O'Reilly is now suing the BBC for wrongful termination.
As Ellen asks, if the host of a program like Countryfile — which reports on rural and environmental issues — isn't safe from this sort of lookist treatment, who is? And,
This desperate terror of the older woman, and what she might do, and who she might turn off with her terrible, non-telegenic "oldness", is pure lunacy. What are they so afraid of, that these women are going to start publicly whipping out sets of dentures and sticking them into a glass of Steradent at the end of each presenting segment?
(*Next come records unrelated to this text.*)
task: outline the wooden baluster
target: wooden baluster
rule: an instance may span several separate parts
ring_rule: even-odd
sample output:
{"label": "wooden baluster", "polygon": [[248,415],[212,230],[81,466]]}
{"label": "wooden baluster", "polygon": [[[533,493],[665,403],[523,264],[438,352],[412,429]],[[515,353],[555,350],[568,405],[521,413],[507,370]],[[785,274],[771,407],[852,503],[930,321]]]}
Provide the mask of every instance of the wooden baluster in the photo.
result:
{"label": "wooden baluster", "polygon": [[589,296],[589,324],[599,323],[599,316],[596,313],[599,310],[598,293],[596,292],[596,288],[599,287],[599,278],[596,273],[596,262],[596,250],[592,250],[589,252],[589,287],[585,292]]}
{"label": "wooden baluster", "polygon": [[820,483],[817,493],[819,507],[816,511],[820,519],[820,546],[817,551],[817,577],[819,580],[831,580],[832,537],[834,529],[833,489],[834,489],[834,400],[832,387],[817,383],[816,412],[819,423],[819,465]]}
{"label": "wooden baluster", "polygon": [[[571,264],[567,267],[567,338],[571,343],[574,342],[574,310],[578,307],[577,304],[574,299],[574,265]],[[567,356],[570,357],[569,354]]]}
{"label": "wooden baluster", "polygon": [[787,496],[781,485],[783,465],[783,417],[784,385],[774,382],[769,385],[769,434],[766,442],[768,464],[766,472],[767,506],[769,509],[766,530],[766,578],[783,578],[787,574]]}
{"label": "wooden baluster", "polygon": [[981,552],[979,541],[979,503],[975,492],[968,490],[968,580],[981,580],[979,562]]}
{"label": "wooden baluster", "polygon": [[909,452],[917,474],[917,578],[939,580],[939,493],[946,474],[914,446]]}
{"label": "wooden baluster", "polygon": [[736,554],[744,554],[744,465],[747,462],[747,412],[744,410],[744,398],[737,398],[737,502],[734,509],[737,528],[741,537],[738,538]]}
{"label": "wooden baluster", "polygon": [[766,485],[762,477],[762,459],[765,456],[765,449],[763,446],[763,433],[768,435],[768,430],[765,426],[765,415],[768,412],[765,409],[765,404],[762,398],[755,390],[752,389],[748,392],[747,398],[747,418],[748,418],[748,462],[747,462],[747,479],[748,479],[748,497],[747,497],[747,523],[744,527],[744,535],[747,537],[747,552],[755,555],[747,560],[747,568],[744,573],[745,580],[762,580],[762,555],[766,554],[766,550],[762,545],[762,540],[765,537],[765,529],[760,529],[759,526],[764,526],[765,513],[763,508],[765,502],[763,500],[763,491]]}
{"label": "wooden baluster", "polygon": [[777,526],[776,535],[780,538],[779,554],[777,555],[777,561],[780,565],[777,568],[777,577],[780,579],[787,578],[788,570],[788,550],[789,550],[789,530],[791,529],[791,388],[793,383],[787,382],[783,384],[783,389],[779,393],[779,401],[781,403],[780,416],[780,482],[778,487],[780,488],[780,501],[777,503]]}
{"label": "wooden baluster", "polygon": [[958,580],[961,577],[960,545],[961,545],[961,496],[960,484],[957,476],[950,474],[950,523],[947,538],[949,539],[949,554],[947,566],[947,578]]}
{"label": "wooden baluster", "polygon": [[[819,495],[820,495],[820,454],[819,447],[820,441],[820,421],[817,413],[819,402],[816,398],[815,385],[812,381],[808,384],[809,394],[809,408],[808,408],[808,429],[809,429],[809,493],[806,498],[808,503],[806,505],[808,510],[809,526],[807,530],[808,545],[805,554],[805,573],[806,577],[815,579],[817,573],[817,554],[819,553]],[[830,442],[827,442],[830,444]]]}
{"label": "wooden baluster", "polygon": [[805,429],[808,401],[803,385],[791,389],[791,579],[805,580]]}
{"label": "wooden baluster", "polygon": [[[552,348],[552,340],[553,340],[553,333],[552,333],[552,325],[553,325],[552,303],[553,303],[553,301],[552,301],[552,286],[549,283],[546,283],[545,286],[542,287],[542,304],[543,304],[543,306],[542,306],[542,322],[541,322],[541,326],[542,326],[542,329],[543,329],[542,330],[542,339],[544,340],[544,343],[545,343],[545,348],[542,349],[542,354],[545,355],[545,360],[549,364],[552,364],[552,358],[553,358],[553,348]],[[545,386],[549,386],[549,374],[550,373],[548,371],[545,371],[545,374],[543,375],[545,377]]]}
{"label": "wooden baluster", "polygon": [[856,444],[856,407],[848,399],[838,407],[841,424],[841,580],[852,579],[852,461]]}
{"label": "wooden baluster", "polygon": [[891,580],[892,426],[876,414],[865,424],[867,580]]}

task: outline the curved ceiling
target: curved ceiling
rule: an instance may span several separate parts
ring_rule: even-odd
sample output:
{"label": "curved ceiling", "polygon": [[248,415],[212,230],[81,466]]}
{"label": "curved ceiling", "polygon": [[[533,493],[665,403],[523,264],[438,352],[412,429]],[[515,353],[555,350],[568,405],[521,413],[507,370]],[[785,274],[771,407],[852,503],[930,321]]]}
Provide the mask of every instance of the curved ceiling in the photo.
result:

It's not hard to make a leap to historical fears of the older woman as malevolent societal force. And at the same time, when we focus on these women's sex, age and looks, are we doing the same thing? It's possible, after all, for a woman to be fired on her own terms. But in this case, the wrinkle-centric "advice," the fact that her replacement was described by a senior producer first as "pretty" and the conflicting reports of BBC personnel mean that, at the very least, O'Reilly has a case...and one that in any event may expose a lot about the culture in which she works.